Open Source Code No The paper does not explicitly state that source code for the described methodology is publicly available, nor does it provide a direct link to a code repository.
Open Datasets Yes Pseudo-synthetic data derived from MNIST as in Example 1, with the goal of illustrating the interpretation of models trained in the MMIL setting in a straightforward domain. We use the IMDB (Maas et al., 2011) dataset, which is a standard benchmark movie review dataset for binary sentiment classification. We considered three citation datasets from (Sen et al., 2008): Citeseer, Cora, and Pub Med. For this we use the following six publicly available datasets first proposed by Yanardag and Vishwanathan (2015). We start from the Model Net40 dataset (Wu et al., 2015). Flora von deutschland (phanerogamen). URL https://doi.org/10.15468/0fxsox. GBIF Occurrence Download https://doi.org/10.15468/dl.gj34x1.
Dataset Splits Yes We formed a balanced training set of 5,000 topbags using MNIST digits. Both sub-bag and top-bag cardinalities were uniformly sampled in [2, 6]. Instances were sampled with replacement from the MNIST training set (60,000 digits).

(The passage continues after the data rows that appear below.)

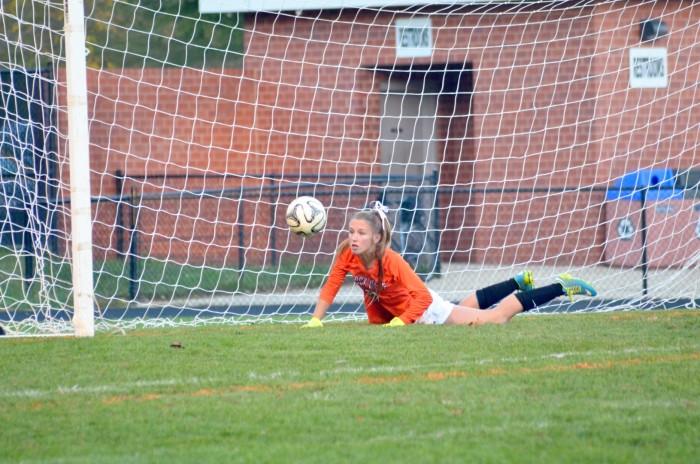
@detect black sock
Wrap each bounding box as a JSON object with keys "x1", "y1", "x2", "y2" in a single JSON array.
[
  {"x1": 515, "y1": 284, "x2": 566, "y2": 312},
  {"x1": 476, "y1": 279, "x2": 518, "y2": 309}
]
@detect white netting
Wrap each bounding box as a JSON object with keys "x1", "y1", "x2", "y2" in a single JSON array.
[{"x1": 0, "y1": 0, "x2": 700, "y2": 333}]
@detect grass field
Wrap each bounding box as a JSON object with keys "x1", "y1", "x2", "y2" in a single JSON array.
[{"x1": 0, "y1": 311, "x2": 700, "y2": 463}]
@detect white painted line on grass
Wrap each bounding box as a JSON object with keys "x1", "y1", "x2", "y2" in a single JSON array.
[{"x1": 0, "y1": 345, "x2": 700, "y2": 399}]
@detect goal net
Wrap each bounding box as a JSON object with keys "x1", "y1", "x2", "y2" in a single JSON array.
[{"x1": 0, "y1": 0, "x2": 700, "y2": 334}]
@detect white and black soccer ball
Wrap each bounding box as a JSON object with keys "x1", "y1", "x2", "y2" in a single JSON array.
[{"x1": 287, "y1": 196, "x2": 327, "y2": 237}]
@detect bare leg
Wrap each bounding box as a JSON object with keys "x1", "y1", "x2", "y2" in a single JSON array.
[
  {"x1": 445, "y1": 295, "x2": 523, "y2": 326},
  {"x1": 459, "y1": 292, "x2": 479, "y2": 308}
]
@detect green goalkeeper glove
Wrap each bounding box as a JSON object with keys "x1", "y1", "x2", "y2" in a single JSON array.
[
  {"x1": 384, "y1": 317, "x2": 406, "y2": 327},
  {"x1": 301, "y1": 317, "x2": 323, "y2": 329}
]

A test set of 5,000 top-bags was similarly constructed but instances were sampled from the MNIST test set (10,000 digits). ... Using 2,500 reviews as a validation set, we obtained in the MMIL case 4 and 5 clusters for sub-bags and instances, respectively... We collected the years of publication for all the papers of each dataset, and for each dataset determined two thresholds yr1 < yr2, so that papers with publication year yr <= yr1 amount to approximately 40% of the data and are used as the training set, papers with publication year yr1 < yr <= yr2 formed a validation set of about 20%, and papers with publication year yr > yr2 are the test set of 40% of the data. Table 8 reports the statistics for each dataset. ... We performed a 10 times 10 fold cross-validation... Model Net40 dataset (Wu et al., 2015) which consists of 9, 843 training and 2, 468 test point clouds... Using 2,000 point clouds as a validation set... Using 1,000 regions as validation set we obtained an optimal number of 6 and 8 clusters for sub-bags and instances, respectively.
Hardware Specification No The paper does not provide specific hardware details (e.g., GPU/CPU models, processor types with speeds, memory amounts) used for running its experiments.
Software Dependencies No The paper mentions software like the Adam optimizer (Kingma and Ba, 2015) and PyTorch framework, but does not provide specific version numbers for these or any other software dependencies.
Experiment Setup Yes The model was trained by minimizing the binary cross entropy loss. We ran 200 epochs of the Adam optimizer (Kingma and Ba, 2015) with learning rate 0.001 and mini-batch size of 20. ... The models were trained by minimizing the binary cross-entropy loss. We ran 20 epochs of the Adam optimizer with learning rate 0.001, on mini-batches of size 128. ... All models were trained by minimizing the softmax cross-entropy loss. We ran 100 epochs of the Adam optimizer with learning rate 0.001 and we early stopped the training according to the loss on the validation set. ... trained by minimizing the binary cross entropy loss for 100 epochs with Adam optimizer (learning rate 0.001 until the 80th epoch and then 0.0001) on batches of size 64.